Hace unos días me ofrecieron escribir una nota también sobre mi padre. Les aseguro que no me resultó fácil aceptar. Es que me comprenden las generales de la ley. Pero en aquel, como en este caso, ante las amables insistencias, no pude negarme.
Decía en la nota anterior que lo primero que podría decir de mi padre, es algo que estoy seguro de que a él lo gratificaría: que fue una buena persona.
No es algo tan sencillo. No alcanza con ser un hombre legal, hay que ser, además, un hombre moral. La ley es menos exigente que la moral. Y es en ese sentido profundo y exigente que digo que Raúl Alfonsín fue una buena persona.

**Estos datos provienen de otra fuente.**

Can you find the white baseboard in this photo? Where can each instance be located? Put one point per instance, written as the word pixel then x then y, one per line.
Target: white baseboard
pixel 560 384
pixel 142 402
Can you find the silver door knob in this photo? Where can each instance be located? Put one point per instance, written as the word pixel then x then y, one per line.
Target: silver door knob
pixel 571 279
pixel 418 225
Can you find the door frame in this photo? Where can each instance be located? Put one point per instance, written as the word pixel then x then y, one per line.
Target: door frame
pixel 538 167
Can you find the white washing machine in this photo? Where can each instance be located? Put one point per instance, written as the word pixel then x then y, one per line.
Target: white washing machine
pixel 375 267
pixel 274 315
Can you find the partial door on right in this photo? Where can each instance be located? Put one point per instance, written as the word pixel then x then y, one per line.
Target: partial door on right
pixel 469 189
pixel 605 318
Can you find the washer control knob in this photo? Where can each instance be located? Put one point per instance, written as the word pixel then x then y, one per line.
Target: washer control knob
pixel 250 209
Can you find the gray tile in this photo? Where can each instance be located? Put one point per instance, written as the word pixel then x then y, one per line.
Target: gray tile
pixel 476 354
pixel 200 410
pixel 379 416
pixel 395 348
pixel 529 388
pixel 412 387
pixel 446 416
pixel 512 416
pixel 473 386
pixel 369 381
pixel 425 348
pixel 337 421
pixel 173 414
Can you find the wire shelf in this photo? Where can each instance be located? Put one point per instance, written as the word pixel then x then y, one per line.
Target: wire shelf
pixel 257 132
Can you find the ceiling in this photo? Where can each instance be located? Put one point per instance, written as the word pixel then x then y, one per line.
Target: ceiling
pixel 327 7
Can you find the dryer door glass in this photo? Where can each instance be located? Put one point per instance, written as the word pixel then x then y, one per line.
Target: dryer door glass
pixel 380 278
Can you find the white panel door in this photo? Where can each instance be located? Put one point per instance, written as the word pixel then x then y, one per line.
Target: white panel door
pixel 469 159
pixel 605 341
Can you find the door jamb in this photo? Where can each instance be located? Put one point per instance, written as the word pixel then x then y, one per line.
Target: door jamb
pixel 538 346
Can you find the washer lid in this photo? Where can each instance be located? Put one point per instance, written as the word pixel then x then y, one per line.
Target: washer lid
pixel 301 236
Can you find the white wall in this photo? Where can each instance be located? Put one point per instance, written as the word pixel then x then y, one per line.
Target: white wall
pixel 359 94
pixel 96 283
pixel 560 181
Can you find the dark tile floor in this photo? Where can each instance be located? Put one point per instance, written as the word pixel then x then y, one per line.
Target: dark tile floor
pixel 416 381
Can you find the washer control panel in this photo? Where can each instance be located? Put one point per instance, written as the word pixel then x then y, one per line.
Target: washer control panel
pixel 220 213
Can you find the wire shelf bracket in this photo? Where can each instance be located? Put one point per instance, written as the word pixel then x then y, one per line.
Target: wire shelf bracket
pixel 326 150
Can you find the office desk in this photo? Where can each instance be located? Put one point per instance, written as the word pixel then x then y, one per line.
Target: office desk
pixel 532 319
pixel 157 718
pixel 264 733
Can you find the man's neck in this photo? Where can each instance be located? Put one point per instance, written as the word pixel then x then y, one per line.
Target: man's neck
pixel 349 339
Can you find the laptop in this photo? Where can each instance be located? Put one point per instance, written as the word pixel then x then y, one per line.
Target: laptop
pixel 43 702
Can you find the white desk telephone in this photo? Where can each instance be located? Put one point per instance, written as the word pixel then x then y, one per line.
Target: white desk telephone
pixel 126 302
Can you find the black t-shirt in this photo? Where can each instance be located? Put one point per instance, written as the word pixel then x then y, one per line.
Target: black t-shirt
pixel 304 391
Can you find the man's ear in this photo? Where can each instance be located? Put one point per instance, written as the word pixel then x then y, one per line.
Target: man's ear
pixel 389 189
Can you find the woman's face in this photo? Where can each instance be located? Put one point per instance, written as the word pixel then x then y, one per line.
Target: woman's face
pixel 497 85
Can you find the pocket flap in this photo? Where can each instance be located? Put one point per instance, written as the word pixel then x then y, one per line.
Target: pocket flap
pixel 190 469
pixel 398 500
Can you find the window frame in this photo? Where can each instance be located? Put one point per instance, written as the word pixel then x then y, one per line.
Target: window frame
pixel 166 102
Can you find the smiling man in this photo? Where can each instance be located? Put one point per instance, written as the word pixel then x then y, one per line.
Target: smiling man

Decía un filósofo español que cualquier ciudadano tiene la obligación de procurar ser ejemplar, pero que esta obligación es mayor en el caso de quienes hacen política. Y es obvio.
Es que a los políticos, decía el pensador, la sociedad les encarga cuestiones muy importantes, y lo mínimo que puede exigirles a cambio, es que sus conductas sean ejemplares. Es decir, que sean de esas que vale la pena emular.
Podemos decir de la ejemplaridad lo mismo que decíamos respecto de las buenas personas: no alcanza para ser ejemplar con cumplir con la ley. Para ser ejemplar hay que hacer más de lo que ella manda. Hay cosas que la ley no nos exige, pero la ejemplaridad sí. Veamos algunas.
Los recursos del Estado no son infinitos, las demandas sí. La ejemplaridad pues, obliga a asignarlos con criterios morales. La corrupción mata, decimos, y es cierto, pero la incorrecta (o inmoral) asignación de los recursos también. La ejemplaridad obliga al político a actuar con humildad. Debe sentirse siempre un servidor. Su contracara, la soberbia, impide el diálogo, la confrontación de argumentos y anula un recurso valioso para acercarnos a la decisión correcta. Las consecuencias las paga la sociedad.
No resulta ejemplar tampoco, andar atribuyendo intenciones perversas o ridículas al que piensa diferente. Ni ser demagogo, ni poner por encima de los intereses generales, los personales o los partidarios. Ni incurrir en actitudes intelectualmente deshonestas, ni contaminar la defensa de las ideas con sentimientos de rencor o revancha. No es ejemplar el electoralismo, ni andar cambiando de ideas según soplen los vientos.
En fin amigos, como verán a estas cosas no las exige la ley, pero sí la ejemplaridad. Tal vez no quede muy bien, pero les aseguro que Raúl Alfonsín procuró siempre en su vida privada actuar como una buena persona, y en la pública, con ejemplaridad. Por supuesto, con esto no alcanza, la política es algo muy complejo, y no es fácil realizar los ideales más valiosos. Pero esta es otra historia.